ScarfBench: Benchmarking AI Agents for Enterprise Java Framework Migration
ScarfBench: Benchmarking AI Agents for Enterprise Java Framework Migration
Recent advances in coding agents have sparked excitement around AI-assisted modernization. But an important question remains:
Can AI agents reliably modernize real-world enterprise applications?
Existing software engineering benchmarks have demonstrated impressive progress in bug fixing and code generation, but framework migration presents a fundamentally different challenge. Success requires not only translating code, but also preserving behavior, adapting build systems, and navigating runtime dependencies.
To address this gap, we introduce ScarfBench (Self-Contained Application Refactoring Benchmark), an open benchmark for evaluating AI agents on cross-framework migration tasks in Enterprise Java.
ScarfBench focuses on migrations across three major Java ecosystems:
- Spring
- Jakarta EE
- Quarkus
Unlike traditional benchmarks that compare generated code against reference implementations, ScarfBench evaluates whether migrated applications actually build, deploy, and preserve behavior.
Why Migration Is Hard
Framework migration is much more than replacing annotations.
A simple repository migration can require changes across dependency injection, persistence configuration, queries, and framework descriptors. Small mistakes in any of these pieces can prevent successful deployment.
Figure: Spring → Jakarta Migration Example
Framework migration requires translating framework semantics, not just source code.
Introducing ScarfBench
ScarfBench provides a systematic way to evaluate AI agents on enterprise Java framework migration tasks.

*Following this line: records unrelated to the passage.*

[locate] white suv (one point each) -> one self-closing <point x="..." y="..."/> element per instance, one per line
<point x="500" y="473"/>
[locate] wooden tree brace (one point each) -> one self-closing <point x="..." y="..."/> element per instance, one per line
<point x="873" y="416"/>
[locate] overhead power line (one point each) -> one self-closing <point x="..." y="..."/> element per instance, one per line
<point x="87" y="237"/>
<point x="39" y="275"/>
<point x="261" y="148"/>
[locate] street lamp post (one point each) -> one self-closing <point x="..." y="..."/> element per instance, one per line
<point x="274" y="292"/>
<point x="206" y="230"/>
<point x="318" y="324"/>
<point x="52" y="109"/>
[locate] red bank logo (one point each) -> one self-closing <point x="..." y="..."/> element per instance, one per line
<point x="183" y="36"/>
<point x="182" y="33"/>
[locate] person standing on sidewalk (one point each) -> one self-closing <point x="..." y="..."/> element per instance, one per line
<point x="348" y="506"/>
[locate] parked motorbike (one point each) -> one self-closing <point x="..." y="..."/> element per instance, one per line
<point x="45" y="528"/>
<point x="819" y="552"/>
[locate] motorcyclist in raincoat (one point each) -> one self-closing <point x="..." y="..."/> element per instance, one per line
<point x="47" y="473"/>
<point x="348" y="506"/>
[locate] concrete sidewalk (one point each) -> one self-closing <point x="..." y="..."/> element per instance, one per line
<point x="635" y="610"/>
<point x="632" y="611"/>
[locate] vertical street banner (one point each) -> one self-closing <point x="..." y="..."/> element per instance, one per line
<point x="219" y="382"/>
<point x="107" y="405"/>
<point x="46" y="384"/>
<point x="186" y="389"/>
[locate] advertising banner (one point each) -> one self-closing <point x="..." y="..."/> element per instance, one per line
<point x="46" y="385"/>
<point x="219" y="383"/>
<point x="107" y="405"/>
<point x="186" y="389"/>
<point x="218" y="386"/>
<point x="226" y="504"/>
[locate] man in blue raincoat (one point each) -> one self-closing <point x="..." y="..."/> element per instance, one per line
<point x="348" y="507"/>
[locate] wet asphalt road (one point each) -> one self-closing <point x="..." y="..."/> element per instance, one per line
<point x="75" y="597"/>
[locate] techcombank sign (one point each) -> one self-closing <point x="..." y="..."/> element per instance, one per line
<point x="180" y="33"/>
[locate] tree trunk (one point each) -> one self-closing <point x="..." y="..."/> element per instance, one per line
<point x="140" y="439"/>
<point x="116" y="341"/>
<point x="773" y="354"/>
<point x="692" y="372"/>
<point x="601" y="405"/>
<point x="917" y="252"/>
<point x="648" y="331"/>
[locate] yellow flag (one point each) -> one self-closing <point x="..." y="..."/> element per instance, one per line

Applications are required to:
- Build successfully.
- Deploy correctly.
- Pass behavioral validation.
This provides a much more realistic measure of modernization quality.
Benchmark at a Glance
ScarfBench includes both focused migration tasks and whole-application migrations.
Figure: ScarfBench Construction Pipeline
Starting from a JSR-based enterprise Java taxonomy, expert migrations create verified implementations across Spring, Jakarta EE, and Quarkus.
How Do Frontier Agents Perform?
We evaluated several state-of-the-art coding agents on ScarfBench.
Despite strong performance on traditional software engineering benchmarks, framework migration remains difficult. Success rates vary considerably across framework pairs and whole-application migrations remain particularly challenging.
Figure: Current Leaderboard
Figure: Compile → Deploy → Test Progression
Compile success consistently exceeds deploy success, which in turn exceeds behavioral success. Build success alone significantly overestimates migration quality.
Figure: Migration Outcomes by Target Framework
Migration difficulty depends strongly on the target framework, with Jakarta EE proving particularly challenging.
What We Learned About AI Agents for Java Modernization
Beyond measuring success rates, ScarfBench helps us understand how agents behave during modernization.
Can Agents Reliably Tell When a Migration Is Complete?
A migrated application is only useful if it actually builds and runs.
We therefore compared agent-reported outcomes against independent build verification.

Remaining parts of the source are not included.